27. Data Processing Inconsistencies: Differences in the way data is processed across different reporting tools or algorithms can also contribute to variations in indexed page counts. Each tool may use different data sources or update frequencies, leading to discrepancies.

28. Reciprocal Links: If your website has a large number of reciprocal links (where you link to another website and they link back to you), Google may choose not to index those pages or lower their priority for indexing.

29. URL Canonicalization: If your website has multiple URLs that serve the same content but are accessed through different variations (such as with or without "www"), Google may consolidate them under a canonical URL. This can result in variations in the count of indexed pages.

30. Server Response Codes: If certain pages on your website return server response codes, such as 404 (page not found) or 301 (redirect), it can affect how Google indexes and counts those pages.

31. Malware or hаcked Pages: If your website has been compromised by malware or hаcking attempts, Google may flag and deindex affected pages. This can lead to discrepancies in the count of indexed pages.

32. Language Markup: If your website serves content in multiple languages and uses language markup, Google may index different language versions separately, resulting in variations in the count.

33. Content Accessibility: If certain pages on your website have restricted access, such as requiring login credentials or being blocked by robots.txt, Google may exclude them from indexing, leading to differences in the count.

34. Penalties or Filters: Websites that violate Google's guidelines or engage in manipulative practices may be subject to penalties or filters that impact the indexing process. This can result in a lower count of indexed pages in certain reports.

35. Local Search Differences: For websites that serve different content or have different versions based on location, the count of indexed pages can vary depending on the geographic area considered.

36. Content Changes: If you frequently make changes to your website's content, especially if it involves adding or removing pages, it can affect the count of indexed pages. Google may take some time to crawl and update its index, leading to discrepancies.

37. XML Sitemap Issues: If there are issues with your XML sitemap, such as incorrect URLs or missing pages, it can impact how Google indexes your website. Ensure that your sitemap is properly formatted and up to date to avoid discrepancies in the count.

38. Pagination: If your website has paginated content, such as blog posts or product listings spread across multiple pages, the count of indexed pages may vary depending on how Google interprets and indexes those paginated pages.

39. External Factors: Factors beyond your control, such as changes in Google's algorithms or updates to its crawling and indexing systems, can also influence the count of indexed pages. These external factors can result in fluctuations and differences in the reported counts.

40. Data Reporting Delay: The data presented in various reports may not be in real-time and could have a delay. This delay can lead to differences in the count of indexed pages between different reporting tools and methods.

pablohunt2812

I'll start with  your biggest concern "does the sitemap URL index status affect my site ranking & searching response, despite the pages have been indexed by Google? >> No, it does not :)
Long answer: Submitting a Sitemap through Google webmaster Tools helps us better understand the structure of your website and sometimes discover URLs that we wouldn't have caught through the normal crawling process. However, A Sitemap does not guarantee that Google will crawl or index all the URLs your referenced in it. It is just a hint.

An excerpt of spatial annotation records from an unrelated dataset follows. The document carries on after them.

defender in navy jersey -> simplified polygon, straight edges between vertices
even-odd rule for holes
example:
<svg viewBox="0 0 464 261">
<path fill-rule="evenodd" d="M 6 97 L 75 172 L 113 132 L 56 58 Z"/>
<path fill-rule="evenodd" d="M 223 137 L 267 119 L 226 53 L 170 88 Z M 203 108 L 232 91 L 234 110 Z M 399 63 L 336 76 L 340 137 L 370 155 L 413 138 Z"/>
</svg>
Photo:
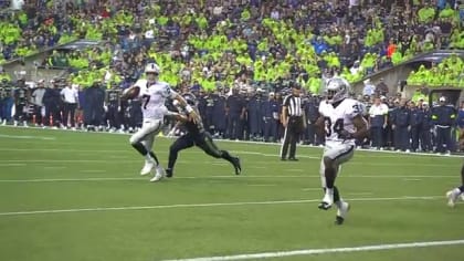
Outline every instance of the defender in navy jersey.
<svg viewBox="0 0 464 261">
<path fill-rule="evenodd" d="M 194 111 L 198 109 L 196 106 L 196 97 L 193 94 L 186 93 L 183 94 L 183 97 Z M 204 129 L 200 116 L 198 116 L 197 121 L 191 121 L 186 116 L 187 112 L 184 109 L 178 108 L 178 111 L 179 114 L 175 115 L 175 117 L 179 121 L 176 127 L 183 125 L 187 132 L 178 139 L 176 139 L 176 142 L 169 148 L 169 163 L 168 168 L 166 169 L 166 176 L 172 177 L 173 167 L 176 165 L 179 152 L 186 148 L 190 148 L 192 146 L 201 148 L 205 154 L 214 158 L 223 158 L 228 160 L 234 167 L 235 175 L 240 175 L 242 171 L 240 158 L 230 155 L 228 150 L 222 150 L 218 148 L 218 146 L 214 144 L 211 137 L 211 134 Z M 197 115 L 200 114 L 197 113 Z"/>
</svg>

Now, about your real concern "the sitemap status,[...] shows 64 URL submitted, not 0 of them were indexed" >> All the URLs listed in your XML Sitemap are non www. and they all permanently redirect to the www. version (which is your preferred domain). That explains why these specific URLs are not indexed.
In order to fix that, you'll need to specify the right URLs with www., resubmit your Sitemap and wait for it to be processed again.

Regarding Crawl error, you may want to read this blog post: http://googlewebmastercentral.blogspot.ch/2011/05/do-404s-hurt-my-site.html

I hope the above explanations will be helpful.